4 Le coût unitaire du travail est un premier indicateur de la compétitivité. Trois variables le définissent : le salaire réel, la productivité et le taux de change.
5 La reprimarisation de l’économie est la conséquence directe de la hausse des cours des matières premières et de la hausse des volumes vendus surtout à la Chine, celle-ci devenant le premier partenaire commercial du Brésil. La contrainte externe disparait alors d’autant plus qu’augmentent également les entrées de capitaux. Ces entrées consécutives de devises permettent une augmentation des réserves internationales et surtout conduisent à une appréciation forte de la monnaie nationale. Celle-ci provoque déformation des prix relatifs, les importations devenant relativement moins chères et, compte tenu du contexte de libéralisation des échanges, le taux de rentabilité des entreprises a tendance a baisser, ce qui provoque une désindustrialisation dite précoce, connue sous le nom de maladie hollandaise. Lorsqu’elle n’est pas contrée par une politique active sur les taux de change, visant à limiter, voire annuler l’appréciation de la monnaie nationale, la maladie hollandaise accentue le processus de désindustrialisation.
6 Sur cette question voir Salama (2012, 2014 apud SALAMA, 2015) et la bibliographie citée dans ces livres et articles
7 En général, on considère que les intérêts sont payés par l’impôt et l’amortissement de la dette par l’émission de bons du Trésor. C’est ce qui explique que très souvent on n’inscrit dans les dépenses publiques que le service de la dette du au paiement des intérêts. Ce n’est pas le cas dans ce graphique. Aujourd’hui, l’amortissement dépasse en valeur le paiement des intérêts (8.5% du PIB). Cette convention comptable est contestable car le déficit budgétaire croissant est financé par des émissions de bons, or ce déficit résulte pour une part importante de la hausse du taux d’intérêt.
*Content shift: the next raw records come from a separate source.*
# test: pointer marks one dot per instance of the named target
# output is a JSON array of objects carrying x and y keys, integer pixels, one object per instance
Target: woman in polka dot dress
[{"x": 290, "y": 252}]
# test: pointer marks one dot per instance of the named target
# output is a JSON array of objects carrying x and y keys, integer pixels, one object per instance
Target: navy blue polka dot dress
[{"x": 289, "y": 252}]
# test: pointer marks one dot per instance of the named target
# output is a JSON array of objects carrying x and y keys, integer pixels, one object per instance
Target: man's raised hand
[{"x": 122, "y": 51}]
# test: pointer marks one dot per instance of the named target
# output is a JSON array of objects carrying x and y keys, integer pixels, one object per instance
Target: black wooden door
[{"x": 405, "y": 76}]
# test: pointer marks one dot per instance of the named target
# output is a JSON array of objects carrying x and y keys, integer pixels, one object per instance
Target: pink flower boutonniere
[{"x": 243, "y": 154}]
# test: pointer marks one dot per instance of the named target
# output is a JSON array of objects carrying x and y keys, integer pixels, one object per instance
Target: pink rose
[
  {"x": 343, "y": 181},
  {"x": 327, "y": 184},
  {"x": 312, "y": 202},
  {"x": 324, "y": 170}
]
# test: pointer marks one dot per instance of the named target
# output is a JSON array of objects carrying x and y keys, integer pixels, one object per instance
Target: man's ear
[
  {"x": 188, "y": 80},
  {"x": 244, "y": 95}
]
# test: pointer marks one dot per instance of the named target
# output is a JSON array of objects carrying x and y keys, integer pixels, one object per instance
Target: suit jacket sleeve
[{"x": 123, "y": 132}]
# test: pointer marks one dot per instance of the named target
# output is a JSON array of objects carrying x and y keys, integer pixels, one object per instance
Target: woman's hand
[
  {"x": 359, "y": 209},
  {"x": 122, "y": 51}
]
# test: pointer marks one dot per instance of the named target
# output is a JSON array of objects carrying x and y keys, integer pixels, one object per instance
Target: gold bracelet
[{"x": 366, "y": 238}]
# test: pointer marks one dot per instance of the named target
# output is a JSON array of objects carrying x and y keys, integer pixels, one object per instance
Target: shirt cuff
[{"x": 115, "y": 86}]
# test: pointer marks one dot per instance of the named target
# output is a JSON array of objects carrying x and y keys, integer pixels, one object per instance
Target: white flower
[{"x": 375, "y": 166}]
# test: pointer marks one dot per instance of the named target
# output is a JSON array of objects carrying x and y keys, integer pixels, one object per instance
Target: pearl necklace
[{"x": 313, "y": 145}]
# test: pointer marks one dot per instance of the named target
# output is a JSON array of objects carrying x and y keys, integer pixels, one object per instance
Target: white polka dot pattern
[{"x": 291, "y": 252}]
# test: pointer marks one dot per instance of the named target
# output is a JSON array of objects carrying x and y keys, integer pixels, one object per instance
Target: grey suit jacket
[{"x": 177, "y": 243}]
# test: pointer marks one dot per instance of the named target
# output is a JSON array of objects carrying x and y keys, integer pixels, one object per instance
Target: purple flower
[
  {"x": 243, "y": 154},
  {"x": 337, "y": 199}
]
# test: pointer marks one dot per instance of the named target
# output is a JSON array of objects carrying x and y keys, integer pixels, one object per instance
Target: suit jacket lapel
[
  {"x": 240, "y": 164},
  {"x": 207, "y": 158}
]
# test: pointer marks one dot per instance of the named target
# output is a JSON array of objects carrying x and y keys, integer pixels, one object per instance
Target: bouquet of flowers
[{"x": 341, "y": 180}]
8 Rappelons que selon le Ministerio da Previdencia, 66,7% des bénéficiaires ont un salaire minimum, 15% entre 1 et 2, 7,9% entre 2 et 3, 5,1% entre 3 et 4, 2,3% entre 4 et 5 et enfin 0.6% plus de 5 salaires minimums.
9 Voir les références aux données statistiques dans le texte. Nous nous limiterons ici à un article récent où on pourra trouver une bibliographie abondante.